May 14 — Doug Ford, 95, oldest surviving Masters champion and a former PGA player of the year. He won the 1955 PGA Championship, and then two years later won the Masters. Ford was the PGA player of the year that season. He collected the first of his 19 tour victories in 1952, and his last win was in 1963.

May 14 — Mike Drass, 57, Wesley College’s longtime football coach and athletic director. Drass had been an integral part of Wesley College for 29 years, starting his Wesley coaching career in 1989. He served for 26 years as head coach including 13 consecutive berths in the NCAA Championship Tournament with 229 wins, 61 losses and 1 tie.

May 14 — Thomas Howard, 26, British rugby player for the Durham City club died on a tour of Sri Lanka. He was admitted to hospital in Colombo after suffering breathing problems on May 13.

May 15 — Jlloyd Samuel, 37, former Trinidad and Tobago defender who played in the English Premier League for Aston Villa and Bolton.

May 16 — Tom Baty, 27, British rugby player for the Durham City club was the second player to die on a tour of Sri Lanka. He and Thomas Howard were admitted to hospital in Colombo after suffering breathing problems on May 13.

May 16 — Mike Slive, 77, former Southeastern Conference commissioner who guided the league to unprecedented success and prosperity. Slive retired in 2015 after 13 years as commissioner. The conference won 81 national championships in 17 sports during his tenure. Slive played a pivotal role in the creation of the College Football Playoff.

May 16 — Andy Johnson, 65, star quarterback for Georgia before going on to play running back with the New England Patriots for nine seasons. Johnson took over as the Bulldogs’ starting quarterback in 1971 and led the team to an 11-1 record that included a Gator Bowl victory. He finished his career with 1,799 rushing yards, the most by a quarterback at that time.

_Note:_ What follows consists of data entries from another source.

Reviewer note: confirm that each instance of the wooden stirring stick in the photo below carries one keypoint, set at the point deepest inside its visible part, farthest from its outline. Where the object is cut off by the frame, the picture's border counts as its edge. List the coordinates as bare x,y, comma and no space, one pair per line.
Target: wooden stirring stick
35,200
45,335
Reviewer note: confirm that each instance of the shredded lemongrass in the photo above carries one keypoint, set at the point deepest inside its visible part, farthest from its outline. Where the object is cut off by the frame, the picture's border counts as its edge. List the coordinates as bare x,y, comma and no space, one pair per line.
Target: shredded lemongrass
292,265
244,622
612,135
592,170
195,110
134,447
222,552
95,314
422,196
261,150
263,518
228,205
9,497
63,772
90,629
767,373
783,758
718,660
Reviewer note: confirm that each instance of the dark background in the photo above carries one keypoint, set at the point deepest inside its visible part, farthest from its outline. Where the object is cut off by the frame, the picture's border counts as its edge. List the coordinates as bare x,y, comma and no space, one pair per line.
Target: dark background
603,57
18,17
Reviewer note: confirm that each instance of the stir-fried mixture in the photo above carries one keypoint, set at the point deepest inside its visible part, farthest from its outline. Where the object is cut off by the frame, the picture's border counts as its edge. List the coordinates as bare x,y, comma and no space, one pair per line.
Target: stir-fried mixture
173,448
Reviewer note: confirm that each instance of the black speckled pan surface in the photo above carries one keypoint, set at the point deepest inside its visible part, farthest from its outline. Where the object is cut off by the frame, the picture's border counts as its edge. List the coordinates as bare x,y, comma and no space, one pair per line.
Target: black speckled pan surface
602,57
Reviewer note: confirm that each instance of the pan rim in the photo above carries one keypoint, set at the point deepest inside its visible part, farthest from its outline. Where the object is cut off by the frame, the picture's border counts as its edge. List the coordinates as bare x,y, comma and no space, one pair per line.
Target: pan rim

May 16 — Ray Wilson, 83, left back in all six of England’s games in its World Cup-winning campaign in 1966. Wilson played for Huddersfield for most of his career. He made 63 appearances for England from 1960-68. At 32, Wilson was the oldest player in the England lineup that beat West Germany 4-2 in extra time in the final at Wembley Stadium in July 1966.

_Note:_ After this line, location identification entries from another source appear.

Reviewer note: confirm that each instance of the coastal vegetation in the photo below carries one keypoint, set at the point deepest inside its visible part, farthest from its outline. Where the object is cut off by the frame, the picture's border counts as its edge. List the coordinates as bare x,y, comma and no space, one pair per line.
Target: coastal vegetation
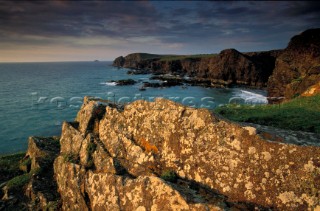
301,113
9,166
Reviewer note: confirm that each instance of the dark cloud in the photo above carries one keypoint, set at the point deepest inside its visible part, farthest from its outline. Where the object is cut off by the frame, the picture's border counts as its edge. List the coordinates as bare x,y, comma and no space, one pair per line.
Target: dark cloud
193,26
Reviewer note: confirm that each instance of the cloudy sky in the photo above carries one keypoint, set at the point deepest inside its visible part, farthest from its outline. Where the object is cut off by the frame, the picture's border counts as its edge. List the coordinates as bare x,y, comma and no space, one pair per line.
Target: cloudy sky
88,30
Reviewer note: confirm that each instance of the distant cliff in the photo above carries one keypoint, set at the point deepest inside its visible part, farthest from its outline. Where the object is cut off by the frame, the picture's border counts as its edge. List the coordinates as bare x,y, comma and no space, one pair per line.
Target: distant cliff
286,73
230,67
163,156
298,67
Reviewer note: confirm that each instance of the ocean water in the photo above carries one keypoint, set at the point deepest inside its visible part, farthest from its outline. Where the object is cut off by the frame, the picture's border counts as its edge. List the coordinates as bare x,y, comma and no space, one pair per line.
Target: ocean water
35,98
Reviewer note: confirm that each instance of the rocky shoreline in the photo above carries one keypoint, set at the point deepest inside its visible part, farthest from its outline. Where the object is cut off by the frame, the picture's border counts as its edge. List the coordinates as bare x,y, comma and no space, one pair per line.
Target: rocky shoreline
285,73
163,156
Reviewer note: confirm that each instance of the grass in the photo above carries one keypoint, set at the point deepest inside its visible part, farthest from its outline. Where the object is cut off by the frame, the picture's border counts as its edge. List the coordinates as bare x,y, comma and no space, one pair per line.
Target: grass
181,57
301,113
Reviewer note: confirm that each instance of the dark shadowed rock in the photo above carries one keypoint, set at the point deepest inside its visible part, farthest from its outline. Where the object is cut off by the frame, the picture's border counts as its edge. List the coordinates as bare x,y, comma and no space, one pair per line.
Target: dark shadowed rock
297,68
229,67
216,164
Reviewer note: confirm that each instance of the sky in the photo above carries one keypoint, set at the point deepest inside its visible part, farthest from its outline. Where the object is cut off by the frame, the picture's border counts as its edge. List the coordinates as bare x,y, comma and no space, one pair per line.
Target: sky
62,30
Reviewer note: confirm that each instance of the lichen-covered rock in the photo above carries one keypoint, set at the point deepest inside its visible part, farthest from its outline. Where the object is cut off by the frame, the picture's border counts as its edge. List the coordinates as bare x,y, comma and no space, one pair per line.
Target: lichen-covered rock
215,164
297,68
70,179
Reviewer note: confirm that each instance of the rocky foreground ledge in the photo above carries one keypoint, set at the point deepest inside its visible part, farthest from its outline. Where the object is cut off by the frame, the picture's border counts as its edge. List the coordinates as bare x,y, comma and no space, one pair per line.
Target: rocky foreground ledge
164,156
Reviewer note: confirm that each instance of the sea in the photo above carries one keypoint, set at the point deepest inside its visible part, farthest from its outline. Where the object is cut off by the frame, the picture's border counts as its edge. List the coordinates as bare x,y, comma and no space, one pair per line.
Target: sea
35,98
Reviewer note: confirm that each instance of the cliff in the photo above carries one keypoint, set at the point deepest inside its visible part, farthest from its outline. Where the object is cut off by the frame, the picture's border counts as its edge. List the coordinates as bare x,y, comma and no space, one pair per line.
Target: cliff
286,73
164,156
297,68
230,67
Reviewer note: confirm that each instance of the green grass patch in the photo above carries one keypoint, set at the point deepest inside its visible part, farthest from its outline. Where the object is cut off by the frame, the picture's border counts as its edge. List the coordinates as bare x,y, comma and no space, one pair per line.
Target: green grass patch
301,113
9,166
169,176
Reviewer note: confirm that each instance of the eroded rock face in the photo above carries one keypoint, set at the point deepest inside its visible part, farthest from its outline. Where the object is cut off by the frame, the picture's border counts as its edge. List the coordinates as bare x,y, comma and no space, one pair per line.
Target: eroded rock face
297,68
227,68
217,164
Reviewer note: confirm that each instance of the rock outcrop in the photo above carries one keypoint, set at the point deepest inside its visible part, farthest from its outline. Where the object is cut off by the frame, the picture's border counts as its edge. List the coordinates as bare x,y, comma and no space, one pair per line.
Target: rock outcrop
230,67
286,73
297,68
164,156
118,159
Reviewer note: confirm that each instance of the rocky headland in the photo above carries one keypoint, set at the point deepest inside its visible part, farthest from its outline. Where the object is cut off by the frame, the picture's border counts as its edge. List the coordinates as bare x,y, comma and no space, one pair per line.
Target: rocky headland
285,73
163,156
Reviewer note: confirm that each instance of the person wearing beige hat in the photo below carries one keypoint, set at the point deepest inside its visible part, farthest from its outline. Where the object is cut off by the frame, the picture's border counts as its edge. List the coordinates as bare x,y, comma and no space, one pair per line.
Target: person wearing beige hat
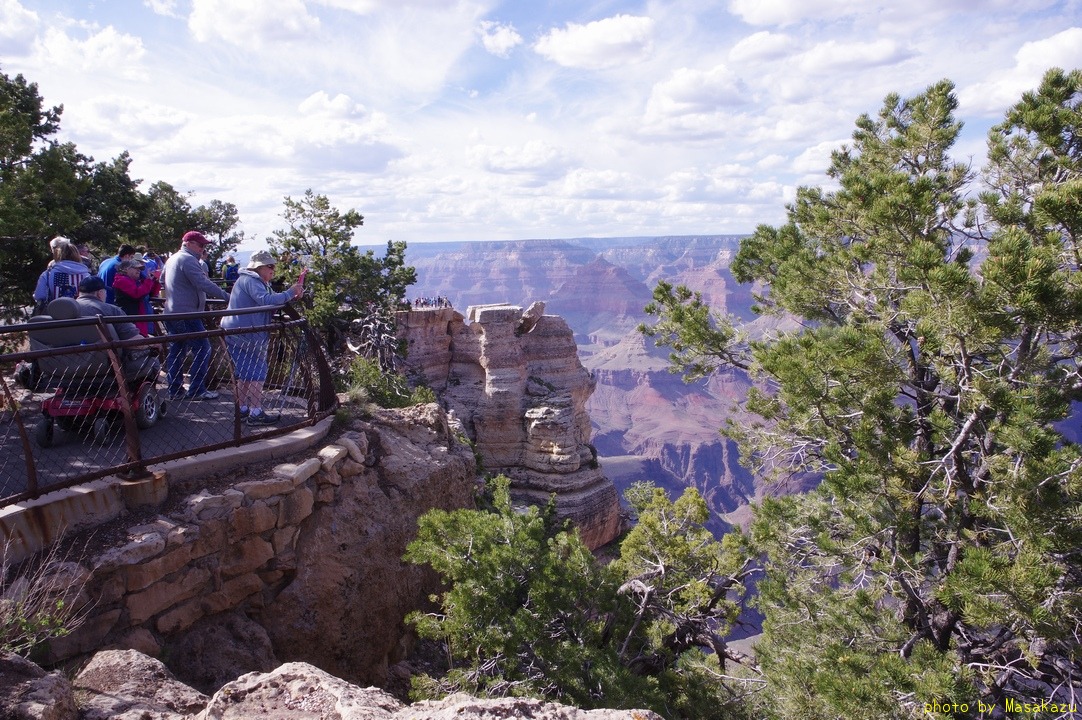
132,289
187,288
249,351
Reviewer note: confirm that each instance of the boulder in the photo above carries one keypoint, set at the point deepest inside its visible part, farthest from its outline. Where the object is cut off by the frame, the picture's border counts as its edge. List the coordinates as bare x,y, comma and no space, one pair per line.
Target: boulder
298,690
220,649
29,693
126,684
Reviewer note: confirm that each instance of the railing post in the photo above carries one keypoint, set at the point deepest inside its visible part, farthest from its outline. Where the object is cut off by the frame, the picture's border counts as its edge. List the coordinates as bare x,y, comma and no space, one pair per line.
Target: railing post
31,469
131,429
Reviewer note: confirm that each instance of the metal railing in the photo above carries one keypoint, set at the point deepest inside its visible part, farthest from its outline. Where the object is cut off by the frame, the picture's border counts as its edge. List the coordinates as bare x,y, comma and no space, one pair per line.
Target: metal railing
65,427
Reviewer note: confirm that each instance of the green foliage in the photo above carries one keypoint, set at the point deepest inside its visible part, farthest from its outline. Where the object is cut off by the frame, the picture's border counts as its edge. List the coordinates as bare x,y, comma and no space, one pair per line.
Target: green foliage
940,343
528,611
219,222
343,283
37,601
518,614
701,340
369,382
49,188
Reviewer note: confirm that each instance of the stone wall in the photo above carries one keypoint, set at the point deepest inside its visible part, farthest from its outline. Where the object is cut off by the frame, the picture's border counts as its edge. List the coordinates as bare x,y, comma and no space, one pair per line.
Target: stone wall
305,558
515,381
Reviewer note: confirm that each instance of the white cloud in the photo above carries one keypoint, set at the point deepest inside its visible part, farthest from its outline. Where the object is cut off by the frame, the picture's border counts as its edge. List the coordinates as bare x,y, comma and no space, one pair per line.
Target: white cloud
604,43
690,91
247,23
1005,88
831,56
535,158
167,8
598,184
106,51
499,39
762,46
789,12
17,27
816,158
320,103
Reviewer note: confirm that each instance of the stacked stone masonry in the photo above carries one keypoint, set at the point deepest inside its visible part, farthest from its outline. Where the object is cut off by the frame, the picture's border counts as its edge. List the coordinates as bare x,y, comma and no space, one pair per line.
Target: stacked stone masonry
311,553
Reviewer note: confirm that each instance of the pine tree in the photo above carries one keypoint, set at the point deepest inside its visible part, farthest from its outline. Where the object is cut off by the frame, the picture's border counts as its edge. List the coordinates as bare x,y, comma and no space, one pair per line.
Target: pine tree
929,387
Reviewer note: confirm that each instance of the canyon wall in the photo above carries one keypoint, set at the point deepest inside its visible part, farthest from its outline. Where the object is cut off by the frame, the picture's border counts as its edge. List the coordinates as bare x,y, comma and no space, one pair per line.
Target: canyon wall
514,380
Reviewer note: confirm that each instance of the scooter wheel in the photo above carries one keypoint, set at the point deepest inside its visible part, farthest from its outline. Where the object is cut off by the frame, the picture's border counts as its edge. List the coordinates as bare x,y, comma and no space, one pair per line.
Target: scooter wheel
103,431
43,432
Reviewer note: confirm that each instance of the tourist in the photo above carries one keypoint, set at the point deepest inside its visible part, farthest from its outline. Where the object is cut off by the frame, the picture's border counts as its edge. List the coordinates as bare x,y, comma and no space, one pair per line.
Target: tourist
249,351
133,289
108,269
186,287
62,278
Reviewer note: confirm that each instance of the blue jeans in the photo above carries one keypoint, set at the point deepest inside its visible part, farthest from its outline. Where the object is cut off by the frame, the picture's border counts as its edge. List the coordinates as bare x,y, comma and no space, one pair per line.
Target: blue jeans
179,350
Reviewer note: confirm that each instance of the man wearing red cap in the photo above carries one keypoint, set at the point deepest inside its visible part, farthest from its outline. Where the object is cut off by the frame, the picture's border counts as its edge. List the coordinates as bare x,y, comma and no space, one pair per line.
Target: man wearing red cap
186,289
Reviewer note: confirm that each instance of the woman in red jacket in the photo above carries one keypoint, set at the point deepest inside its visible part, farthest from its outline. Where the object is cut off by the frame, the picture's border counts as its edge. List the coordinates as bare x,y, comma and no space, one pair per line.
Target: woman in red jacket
133,292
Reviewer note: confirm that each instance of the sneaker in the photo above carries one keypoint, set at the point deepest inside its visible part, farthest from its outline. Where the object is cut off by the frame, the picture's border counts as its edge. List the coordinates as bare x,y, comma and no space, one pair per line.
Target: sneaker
263,418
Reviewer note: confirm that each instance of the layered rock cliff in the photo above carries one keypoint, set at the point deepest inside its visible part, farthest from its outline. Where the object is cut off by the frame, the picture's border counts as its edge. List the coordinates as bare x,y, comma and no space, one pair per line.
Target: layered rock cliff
514,380
648,424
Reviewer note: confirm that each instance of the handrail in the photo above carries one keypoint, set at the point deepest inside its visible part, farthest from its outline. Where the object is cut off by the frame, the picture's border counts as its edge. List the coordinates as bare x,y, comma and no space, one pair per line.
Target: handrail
87,415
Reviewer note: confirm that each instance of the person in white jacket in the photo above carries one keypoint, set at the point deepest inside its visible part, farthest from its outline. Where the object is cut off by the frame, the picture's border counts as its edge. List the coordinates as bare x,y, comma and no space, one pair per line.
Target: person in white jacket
63,276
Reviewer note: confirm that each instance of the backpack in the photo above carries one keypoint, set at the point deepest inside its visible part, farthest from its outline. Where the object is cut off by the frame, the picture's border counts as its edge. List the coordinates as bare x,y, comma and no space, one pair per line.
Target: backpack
64,285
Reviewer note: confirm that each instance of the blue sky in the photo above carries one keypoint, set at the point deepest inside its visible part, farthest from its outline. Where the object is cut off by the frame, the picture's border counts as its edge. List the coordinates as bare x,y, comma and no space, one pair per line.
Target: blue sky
482,120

May 18 — Troy Waters, 53, former junior middleweight world title boxing contender. One of three boxing brothers Guy and Dean were the others, each of whom won national titles and fought internationally — Guy Waters was one of Australia’s most successful fighters of the 1980s and 1990s. He unsuccessfully challenged for a world title three times.

May 20 — Billy Cannon, 80, LSU running back who won the Heisman Trophy in 1959. Cannon led the Tigers to a national championship in 1958 and won the Heisman following year, highlighted by his famous tackle-breaking 89-yard return that beat Ole Miss 7-3. He also won the first two AFL championships with Houston in 1960 and 1961, and was named the title games’ most valuable player both times.

May 20 — Carol Mann, 77, two-time major champion who won 38 LPGA Tour titles. Her major titles were the 1964 Women’s Western Open Invitational and the 1965 U.S. Women’s Open. She won 10 tournaments in 1968. Mann also served as LPGA president from 1973-76. She was an analyst for men’s and women’s golf on ABC, ESPN and NBC.